The torus and the Klein bottle that I discussed in class are surfaces. That is, they are two-dimensional. They can both be formed by sewing up the edges of a square in a particular fashion. What if we started with a cube and started gluing faces together? What would we get?

If we glue each of the six faces of the cube to its opposite, we get the 3-D torus (often called the 3-torus for short), a three-dimensional manifold that is a "hypertorus" in R4 (4-dimensional space). If instead during the gluing process we flip one of the faces, we get the 3-D Klein bottle, a three-dimensional manifold that is a "hyper Klein bottle" in R4. Ouch! To help understand this, go here.

Jeffrey Weeks and the other people responsible for the page mentioned above have other good stuff here.



Alexander's Horned Sphere

No, this is not named after me. It is difficult to describe Alexander's Horned Sphere. It is a wild embedding of S2 (the ordinary hollow sphere we discussed in class) into R3, sort of like tying it into a knot, but nothing can compare with seeing it for yourself. There are probably other drawings of it out on the Web somewhere. This object just goes to show that you can find plenty of weird topological objects without resorting to higher dimensions.

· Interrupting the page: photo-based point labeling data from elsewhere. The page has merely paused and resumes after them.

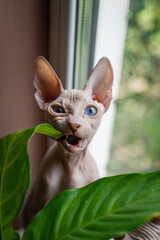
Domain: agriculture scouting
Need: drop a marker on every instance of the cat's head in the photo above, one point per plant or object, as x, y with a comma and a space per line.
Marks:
76, 113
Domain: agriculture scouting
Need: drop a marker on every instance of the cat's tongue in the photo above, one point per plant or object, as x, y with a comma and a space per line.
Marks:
73, 140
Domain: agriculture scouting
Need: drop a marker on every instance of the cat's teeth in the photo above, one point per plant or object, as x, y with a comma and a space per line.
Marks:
67, 136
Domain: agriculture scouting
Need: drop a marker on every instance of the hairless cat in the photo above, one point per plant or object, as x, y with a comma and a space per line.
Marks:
77, 114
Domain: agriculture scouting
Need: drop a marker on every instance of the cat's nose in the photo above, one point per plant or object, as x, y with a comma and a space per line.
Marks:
74, 126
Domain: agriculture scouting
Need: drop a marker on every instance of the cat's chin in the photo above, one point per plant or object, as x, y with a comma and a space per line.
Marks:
72, 143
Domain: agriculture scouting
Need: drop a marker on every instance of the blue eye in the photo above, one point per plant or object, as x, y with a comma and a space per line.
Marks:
57, 109
90, 111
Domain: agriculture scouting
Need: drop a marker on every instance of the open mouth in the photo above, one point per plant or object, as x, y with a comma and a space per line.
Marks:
72, 142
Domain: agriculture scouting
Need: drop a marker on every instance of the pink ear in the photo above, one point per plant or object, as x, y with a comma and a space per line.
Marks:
99, 84
46, 82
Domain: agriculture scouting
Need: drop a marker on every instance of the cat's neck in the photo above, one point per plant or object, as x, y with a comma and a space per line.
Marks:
70, 159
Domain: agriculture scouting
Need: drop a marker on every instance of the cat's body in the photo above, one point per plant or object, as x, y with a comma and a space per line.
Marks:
77, 114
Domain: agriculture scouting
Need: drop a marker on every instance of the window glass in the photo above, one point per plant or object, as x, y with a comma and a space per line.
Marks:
136, 136
87, 14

More on regular 4-D polytopes

If you want to spend some more time in rigid Geometryland, several pictures of the hypercube and other regular polytopes are here; scroll down until you see the words "four dimensions." Cross-sections (cuts with a three-dimensional knife) of the 4-dimensional polytope called the 600-cell can be found here.



Miscellaneous

Here are a few more things to play with:




The Golden Ratio

I do not know if this number has anything to do with topology, although given the way mathematics usually works, it probably does somehow. I just stuck it in here because this page has more about the Golden Ratio than I ever knew!




If you want to, you can see the page that my geometry class used last year. But be warned: not all those sites may still be operating.

Remind me to check and see if I can bring in my senior thesis, which was written about the topological (and other) properties of a mathematical object called SO(3).